El sufrimiento iguala a todos los hombres, y el sufrimiento del alma es el peor sufrimiento. ¿Dónde quedas
tú, entonces? ¿Dónde estás tú cuando la noche negra se cierne sobre mí? De hecho, es tu ausencia la que causa el
dolor. Si tú estuvieras a mi lado, podría soportar cualquier dolencia y enfrentarme a cualquier tormenta. Pero me
has abandonado, y ésa es la prueba.
La gente me habla de ti en esos momentos; lo hacen con buena intención, pero no hacen más que agudizar
mi agonía. Si tú estás aquí ¿por qué no te muestras? ¿Por qué no me ayudas? Yo no parezco contar para nada en tu
presencia.
Tenía que llegar yo al fin de mis fuerzas para caer en la cuenta de que la salvación me viene solamente de ti.

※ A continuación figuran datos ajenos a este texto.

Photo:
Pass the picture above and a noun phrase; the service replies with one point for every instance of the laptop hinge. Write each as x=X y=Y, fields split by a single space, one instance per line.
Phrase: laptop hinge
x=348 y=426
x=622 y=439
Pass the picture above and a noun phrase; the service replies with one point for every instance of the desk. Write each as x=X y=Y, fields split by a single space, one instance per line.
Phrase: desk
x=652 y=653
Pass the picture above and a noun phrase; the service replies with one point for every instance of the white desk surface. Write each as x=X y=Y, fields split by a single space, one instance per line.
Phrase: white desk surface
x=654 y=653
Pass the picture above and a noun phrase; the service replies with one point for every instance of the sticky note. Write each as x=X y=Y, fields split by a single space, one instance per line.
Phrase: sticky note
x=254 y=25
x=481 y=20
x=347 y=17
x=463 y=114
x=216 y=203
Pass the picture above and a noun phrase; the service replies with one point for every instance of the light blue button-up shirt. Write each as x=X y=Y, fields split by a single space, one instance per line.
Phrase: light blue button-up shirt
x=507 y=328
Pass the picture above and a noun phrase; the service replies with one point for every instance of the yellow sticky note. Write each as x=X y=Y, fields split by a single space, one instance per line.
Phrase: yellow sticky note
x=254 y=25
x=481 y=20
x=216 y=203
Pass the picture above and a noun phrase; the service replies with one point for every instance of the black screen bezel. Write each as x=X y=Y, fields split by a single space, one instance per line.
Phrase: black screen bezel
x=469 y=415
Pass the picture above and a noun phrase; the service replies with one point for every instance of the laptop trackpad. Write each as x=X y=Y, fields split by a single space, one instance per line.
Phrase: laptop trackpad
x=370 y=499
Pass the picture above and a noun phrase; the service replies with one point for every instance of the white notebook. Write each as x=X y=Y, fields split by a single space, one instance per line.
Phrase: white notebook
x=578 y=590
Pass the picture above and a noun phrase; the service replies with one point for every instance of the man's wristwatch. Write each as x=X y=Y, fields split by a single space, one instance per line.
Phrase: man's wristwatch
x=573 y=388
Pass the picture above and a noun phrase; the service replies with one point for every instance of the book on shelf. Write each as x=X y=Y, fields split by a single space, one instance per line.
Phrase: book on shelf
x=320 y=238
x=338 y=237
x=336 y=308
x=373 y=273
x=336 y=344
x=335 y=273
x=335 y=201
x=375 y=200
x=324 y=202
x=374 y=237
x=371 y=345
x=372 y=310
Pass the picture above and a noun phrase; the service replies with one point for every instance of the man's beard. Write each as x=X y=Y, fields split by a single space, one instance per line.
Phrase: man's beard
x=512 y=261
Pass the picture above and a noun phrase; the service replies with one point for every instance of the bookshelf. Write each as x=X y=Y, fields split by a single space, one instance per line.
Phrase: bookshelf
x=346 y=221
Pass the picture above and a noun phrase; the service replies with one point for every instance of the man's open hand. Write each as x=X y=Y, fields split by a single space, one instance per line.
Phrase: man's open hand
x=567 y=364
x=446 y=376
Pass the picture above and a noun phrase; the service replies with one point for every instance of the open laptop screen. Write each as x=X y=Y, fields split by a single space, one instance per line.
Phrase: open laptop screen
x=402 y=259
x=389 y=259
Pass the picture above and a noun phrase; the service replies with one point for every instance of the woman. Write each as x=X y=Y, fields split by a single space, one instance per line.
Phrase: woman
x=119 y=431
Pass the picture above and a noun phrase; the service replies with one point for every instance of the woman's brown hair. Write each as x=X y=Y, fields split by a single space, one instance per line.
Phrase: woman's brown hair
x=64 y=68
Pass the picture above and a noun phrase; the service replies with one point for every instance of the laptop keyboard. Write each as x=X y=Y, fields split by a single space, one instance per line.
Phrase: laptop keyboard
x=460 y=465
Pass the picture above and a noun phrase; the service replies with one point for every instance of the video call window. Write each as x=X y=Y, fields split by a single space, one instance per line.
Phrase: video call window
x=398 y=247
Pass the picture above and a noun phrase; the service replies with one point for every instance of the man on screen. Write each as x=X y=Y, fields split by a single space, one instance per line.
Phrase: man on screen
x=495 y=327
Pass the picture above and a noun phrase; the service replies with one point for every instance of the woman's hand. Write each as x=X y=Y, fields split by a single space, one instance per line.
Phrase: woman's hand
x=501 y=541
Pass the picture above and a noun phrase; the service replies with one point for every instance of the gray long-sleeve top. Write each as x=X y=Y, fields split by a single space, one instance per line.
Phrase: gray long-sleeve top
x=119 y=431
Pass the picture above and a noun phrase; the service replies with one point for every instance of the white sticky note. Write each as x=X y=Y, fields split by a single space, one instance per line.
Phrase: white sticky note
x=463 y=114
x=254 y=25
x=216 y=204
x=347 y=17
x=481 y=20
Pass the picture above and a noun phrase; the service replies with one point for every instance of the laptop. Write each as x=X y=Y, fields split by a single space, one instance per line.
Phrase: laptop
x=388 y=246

Mi queja ante ti era en sí misma un acto secreto de fe en ti, Señor. Muéstrate ahora, extiende tu brazo y dispersa las
tinieblas que me envuelven. Devuelve el vigor de mi cuerpo y la esperanza a mi alma. Haz que yo vuelva a sentirme
hombre con fe en la vida y alegría en el corazón. Que vuelva a ser yo mismo y a sentir tu presencia y cantar tus
alabanzas. Eso es pasar de la muerte a la vida, y quiero poder dar testimonio de tu poder de rescatar mi alma de la
desesperación como prenda de tu poder de resucitar al hombre para la vida eterna. Me has dado nueva vida, Señor,
y con gusto proclamaré tu grandeza ante mis hermanos.